Who’s the best symphony orchestra in the world? Most orchestral players will quickly suggest the Berlin Philharmonic. And pretty much everybody agrees that the Mariinsky Orchestra makes the best albums. But talk to someone who sees a lot of concerts, even a cranky critic, and they’ll tell you without hesitating that a performance by a lesser-known orchestra can be every bit as amazing as one by a brand-name ensemble. While the Greenwich Village Orchestra‘s neighborhood has changed vastly over the past fifteen years, they haven’t. They’re oldschool, in an edgy East Village sense, premiering new works, showcasing up-and-coming soloists before the big orchestras get hip to them, and trotting out spirited versions of old standards. This Sunday’s concert was typical.
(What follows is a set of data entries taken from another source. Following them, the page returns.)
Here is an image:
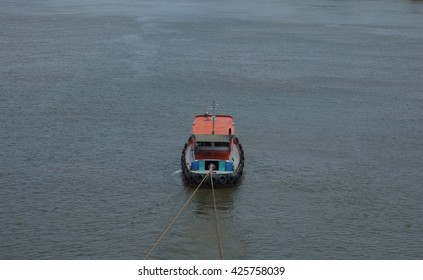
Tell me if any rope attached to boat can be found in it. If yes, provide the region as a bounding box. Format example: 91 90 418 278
209 166 223 260
144 171 210 260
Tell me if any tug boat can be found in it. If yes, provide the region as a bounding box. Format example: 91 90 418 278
181 101 244 186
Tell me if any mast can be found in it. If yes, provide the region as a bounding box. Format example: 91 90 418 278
208 100 220 134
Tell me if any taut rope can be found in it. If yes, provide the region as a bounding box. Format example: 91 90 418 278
210 167 223 260
144 171 211 260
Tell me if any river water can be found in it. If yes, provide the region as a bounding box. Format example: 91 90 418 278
0 0 423 259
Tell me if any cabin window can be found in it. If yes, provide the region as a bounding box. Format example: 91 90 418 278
214 142 229 147
197 141 212 147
With Barbara Yahr on the podium, they began with the world premiere of the new orchestral version of Israeli composer Moshe Zorman’s Galilean Suite. It opened with an easygoing, easy-to-like overture on a biting Yemeni folk tune and ended with an acerbically modernist take on the traditional Jewish hora dance, which in this case was completely free of schmaltz, conductor and ensemble clearly having a ball with it. In between, there was a circular, Reichian theme that seemed to holler “I can write indie classical too,” and this particular one happens to be overwritten and overwrought. Half the group, or maybe the string section alone, would have sufficed. The orchestra did with it what they could, but even the energetic percussion features were simplistic and beside the point. Memo to other orchestras: do this as a diptych and crowds will love you for it.
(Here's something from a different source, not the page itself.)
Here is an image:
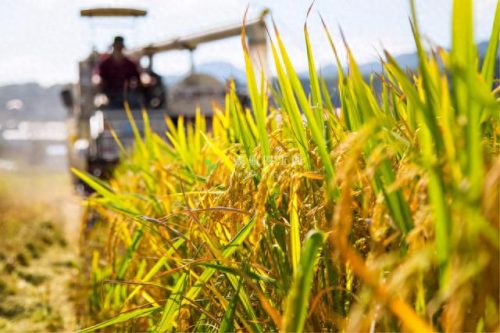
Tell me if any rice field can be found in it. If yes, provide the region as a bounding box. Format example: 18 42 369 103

The crowd went crazy, giving featured violinist Itamar Zorman (Moshe’s kid) two impromptu ovations for the first couple of movements of the Brahms Violin Concerto. The GVO discovered him four years before he won the 2011 Tschaikovsky Violin Competition in Russia. Much as every orchestra plays this warhorse, it’s cruelly difficult for a soloist, but with a spun-glass legato matched to a searing, rapidfire attack, Zorman made it look easy. Having seen another orchestra recently having to suffer backing another violinist who was not up to the challenge, this was all the more rewarding. And while it’s the famously aleatoric violin parts (Brahms let his violinist pal Joseph Joachim come up with the famous final cadenzas) that the crowds come out to see, this was done as classic, luminous, pilllowy, hard-to-resist, peak-era Brahms, complete with vivid cameos from oboeist Shannon Bryant and harpist Andre Tarantiles.
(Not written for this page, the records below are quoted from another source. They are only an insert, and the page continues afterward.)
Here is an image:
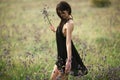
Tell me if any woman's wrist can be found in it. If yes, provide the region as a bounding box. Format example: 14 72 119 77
67 59 72 62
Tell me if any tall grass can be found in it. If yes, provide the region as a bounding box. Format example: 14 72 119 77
0 0 120 80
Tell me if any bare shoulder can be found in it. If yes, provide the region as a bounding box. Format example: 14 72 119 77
66 20 74 29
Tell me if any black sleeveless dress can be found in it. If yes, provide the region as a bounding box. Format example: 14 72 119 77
56 20 87 76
Also on the bill was Tschaikovsky’s Romeo and Juliet Fantasy-Overture. The story may be Italian, but this emotionally raw, minutely detailed performance left no doubt that it was written by a Slavic composer, its wounded wintriness evoking the chill of snowflakes drifting under the door. Maybe it was the gloomy day outside; more likely, Yahr sought to portray the sadness that lept out from the mournful, introductory brass and winds and signaled that while this might end energetically, the story was not a happy one. Again, having seen another orchestra play a perfectly satisfying, lushly Mahlerian version (isn’t it amazing how differently orchestras play this same repertoire?), this hit a lot harder, emotionally speaking. Then again, that’s the GVO in a nutshell. Their next concert is their very fun, lively annual family concert – where kids get in free, and can march behind the orchestra – plus an “instrument petting zoo,”plus reception afterward, on Sunday, Dec 8 at 3 PM featuring music of Rossini, Beethoven, Ravel and more at Washington Irving HS Auditorium, 40 Irving Place at 17th St.. just off Union Square.